Question

This seems like it should be a simple thing but after hours of searching I've found nothing...

I've got a function that reads an input string from stdin and sanitizes it. The problem is that when I hit enter without typing anything in, it apparently just reads in some junk from the input buffer.

In the following examples, the prompt is "input?" and everything that occurs after it on the same line is what I type. The line following the prompt echoes what the function has read.

First, here is what happens when I type something in both times. In this case, the function works exactly as intended.

input? abcd
abcd
input? efgh
efgh

Second, here is what happens when I type something in the first time, but just hit enter the second time:

input? abcd
abcd
input?
cd

And here is what happens when I just hit enter both times:

input?
y
input?
y

It happens to return either 'y' or '@' every time when I run it anew. 'y' is particularly dangerous for obvious reasons.

Here is my code:

#include <stdio.h>
#include <stdlib.h>

#define STRLEN 128

int main() {
    char str[STRLEN];
    promptString("input?", str);
    printf("%s\n", str);
    promptString("input?", str);
    printf("%s\n", str);

    return EXIT_SUCCESS;
}

void promptString(const char* _prompt, char* _writeTo) {    
    printf("%s ", _prompt);
    fgets(_writeTo, STRLEN, stdin);
    cleanString(_writeTo);

    return;
}

void cleanString(char* _str) {
    char temp[STRLEN];
    int i = 0;
    int j = 0;

    while (_str[i] < 32 || _str[i] > 126) 
        i++;

    while (_str[i] > 31 && _str[i] < 127) {
        temp[j] = _str[i];
        i++;
        j++;
    }

    i = 0;
    while (i < j) {
        _str[i] = temp[i];
        i++;
    }
    _str[i] = '\0';

    return;
}

I've tried various methods (even the unsafe ones) of flushing the input buffer (fseek, rewind, fflush). None of it has fixed this.
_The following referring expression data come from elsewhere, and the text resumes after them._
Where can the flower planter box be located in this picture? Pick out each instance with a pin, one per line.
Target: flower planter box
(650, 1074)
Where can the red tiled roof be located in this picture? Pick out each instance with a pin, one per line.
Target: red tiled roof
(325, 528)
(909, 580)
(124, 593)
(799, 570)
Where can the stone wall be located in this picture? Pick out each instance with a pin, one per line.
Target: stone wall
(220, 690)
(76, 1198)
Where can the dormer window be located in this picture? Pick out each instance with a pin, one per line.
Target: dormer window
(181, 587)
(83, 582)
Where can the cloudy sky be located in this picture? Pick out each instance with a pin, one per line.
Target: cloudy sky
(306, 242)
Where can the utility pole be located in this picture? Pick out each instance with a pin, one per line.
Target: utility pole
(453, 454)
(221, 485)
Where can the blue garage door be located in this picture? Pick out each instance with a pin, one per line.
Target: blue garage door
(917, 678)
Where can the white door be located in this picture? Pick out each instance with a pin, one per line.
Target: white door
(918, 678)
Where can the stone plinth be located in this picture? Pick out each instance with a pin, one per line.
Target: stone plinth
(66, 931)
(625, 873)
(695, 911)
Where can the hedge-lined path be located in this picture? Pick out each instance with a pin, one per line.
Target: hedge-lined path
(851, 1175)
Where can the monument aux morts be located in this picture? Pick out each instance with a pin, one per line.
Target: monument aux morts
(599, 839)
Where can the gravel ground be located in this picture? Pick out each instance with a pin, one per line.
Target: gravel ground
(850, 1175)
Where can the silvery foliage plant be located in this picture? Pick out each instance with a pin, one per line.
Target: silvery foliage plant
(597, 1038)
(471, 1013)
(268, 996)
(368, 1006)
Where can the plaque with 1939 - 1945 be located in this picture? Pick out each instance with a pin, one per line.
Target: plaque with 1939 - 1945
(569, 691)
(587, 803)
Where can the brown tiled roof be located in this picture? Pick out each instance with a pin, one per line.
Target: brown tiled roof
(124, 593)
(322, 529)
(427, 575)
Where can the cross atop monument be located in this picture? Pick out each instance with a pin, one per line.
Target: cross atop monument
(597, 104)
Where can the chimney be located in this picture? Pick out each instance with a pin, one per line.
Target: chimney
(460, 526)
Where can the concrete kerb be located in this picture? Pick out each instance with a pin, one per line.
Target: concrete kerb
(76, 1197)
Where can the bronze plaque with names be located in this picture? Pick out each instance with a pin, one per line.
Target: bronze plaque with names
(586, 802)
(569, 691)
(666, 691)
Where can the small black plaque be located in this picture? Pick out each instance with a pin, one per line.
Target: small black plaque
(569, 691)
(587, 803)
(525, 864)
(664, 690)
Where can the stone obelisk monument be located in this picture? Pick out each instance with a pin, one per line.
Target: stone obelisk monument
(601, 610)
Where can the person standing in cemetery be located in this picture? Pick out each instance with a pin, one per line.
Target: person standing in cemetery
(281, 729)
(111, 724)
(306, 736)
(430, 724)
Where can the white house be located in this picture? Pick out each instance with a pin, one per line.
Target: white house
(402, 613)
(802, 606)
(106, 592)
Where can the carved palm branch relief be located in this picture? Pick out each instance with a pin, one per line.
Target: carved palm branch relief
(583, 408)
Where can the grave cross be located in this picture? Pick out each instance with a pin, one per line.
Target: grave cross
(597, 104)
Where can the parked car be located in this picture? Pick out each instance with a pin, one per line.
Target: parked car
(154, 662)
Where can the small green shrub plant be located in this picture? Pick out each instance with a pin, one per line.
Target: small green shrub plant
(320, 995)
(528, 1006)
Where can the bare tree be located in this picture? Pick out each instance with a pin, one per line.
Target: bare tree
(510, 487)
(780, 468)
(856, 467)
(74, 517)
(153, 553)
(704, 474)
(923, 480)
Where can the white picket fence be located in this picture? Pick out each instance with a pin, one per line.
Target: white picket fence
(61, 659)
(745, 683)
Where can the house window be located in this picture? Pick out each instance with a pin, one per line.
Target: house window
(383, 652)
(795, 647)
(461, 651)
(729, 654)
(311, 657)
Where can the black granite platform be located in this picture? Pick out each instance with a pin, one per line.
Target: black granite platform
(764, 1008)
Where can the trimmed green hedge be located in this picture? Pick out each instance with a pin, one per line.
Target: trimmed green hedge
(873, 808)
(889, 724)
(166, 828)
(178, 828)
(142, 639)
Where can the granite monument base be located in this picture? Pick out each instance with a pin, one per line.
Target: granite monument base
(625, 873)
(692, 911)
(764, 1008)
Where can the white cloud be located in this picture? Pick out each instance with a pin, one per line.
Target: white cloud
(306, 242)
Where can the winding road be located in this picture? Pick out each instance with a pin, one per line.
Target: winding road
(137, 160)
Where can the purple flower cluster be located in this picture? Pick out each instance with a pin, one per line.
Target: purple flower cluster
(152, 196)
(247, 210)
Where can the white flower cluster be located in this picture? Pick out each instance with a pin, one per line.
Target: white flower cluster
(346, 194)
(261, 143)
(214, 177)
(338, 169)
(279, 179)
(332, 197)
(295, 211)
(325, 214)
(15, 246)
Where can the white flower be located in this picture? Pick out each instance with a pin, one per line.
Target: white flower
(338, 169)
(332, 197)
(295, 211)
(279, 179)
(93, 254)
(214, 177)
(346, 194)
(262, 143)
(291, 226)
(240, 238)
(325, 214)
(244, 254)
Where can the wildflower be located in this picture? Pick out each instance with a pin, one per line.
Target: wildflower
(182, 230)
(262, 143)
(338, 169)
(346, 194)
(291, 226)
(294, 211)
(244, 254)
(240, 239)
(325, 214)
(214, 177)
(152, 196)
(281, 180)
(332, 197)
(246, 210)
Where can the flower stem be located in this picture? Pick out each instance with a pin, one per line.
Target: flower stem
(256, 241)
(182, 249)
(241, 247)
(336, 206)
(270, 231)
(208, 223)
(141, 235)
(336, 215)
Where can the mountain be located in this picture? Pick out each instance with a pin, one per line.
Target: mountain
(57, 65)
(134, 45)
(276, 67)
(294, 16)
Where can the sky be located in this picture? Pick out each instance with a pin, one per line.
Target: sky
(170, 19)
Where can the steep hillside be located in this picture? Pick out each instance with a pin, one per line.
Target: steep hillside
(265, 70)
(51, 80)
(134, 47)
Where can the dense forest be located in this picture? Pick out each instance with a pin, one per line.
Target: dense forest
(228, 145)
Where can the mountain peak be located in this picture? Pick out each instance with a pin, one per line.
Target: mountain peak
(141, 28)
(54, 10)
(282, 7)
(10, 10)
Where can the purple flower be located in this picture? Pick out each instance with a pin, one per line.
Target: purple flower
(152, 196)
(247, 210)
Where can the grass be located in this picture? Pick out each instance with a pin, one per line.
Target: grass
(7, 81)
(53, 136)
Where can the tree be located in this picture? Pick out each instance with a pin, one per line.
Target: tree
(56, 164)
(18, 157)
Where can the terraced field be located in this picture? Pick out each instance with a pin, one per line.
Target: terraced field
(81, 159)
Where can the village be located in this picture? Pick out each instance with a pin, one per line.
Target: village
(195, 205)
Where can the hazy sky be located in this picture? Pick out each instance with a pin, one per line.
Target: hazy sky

How can I detect an empty input so that I can re-prompt, instead of this annoying and potentially dangerous behavior?

Was it helpful?

Solution

This part of cleanString

 while (_str[i] < 32 || _str[i] > 126) 
      i++;

jumps over \0 when the string is empty.

You should add _str[i] != '\0' into the loop's condition.

To detect an empty string, simply check it's length just after the input:

do {
  printf("%s ", _prompt);
  fgets(_writeTo, STRLEN, stdin);
} while (strlen(_writeTo) < 2);

(comparing with two because of '\n' which fgets puts into the end of buffer)

OTHER TIPS

Why do you have a bunch of variable names with leading underscores? That's nasty.

Anyway, the first thing you must do is check the return value of fgets. If it returns NULL, you didn't get any input. (You can then test feof or ferror to find out why you didn't get input.)

Moving on to cleanString, you have a while loop that consumes a sequence of non-printable characters (and you could use isprint for that instead of magic numbers), followed by a while loop that consumes a sequence of printable characters. If the input string doesn't consist of a sequence of non-printables followed by a sequence of printables, you will either consume too much or not enough. Why not use a single loop?

while(str[i]) {
    if(isprint(str[i]))
        temp[j++] = str[i];
    ++i;
}

This is guaranteed to consume the whole string until the \0 terminator, and it can't keep going past the terminator, and it copies the "good" characters to temp. I assume that's what you wanted.

You don't even really need to use a temp buffer, you could just copy from str[i] to str[j], since j can never get ahead of i you'll never be overwriting anything that you haven't already processed.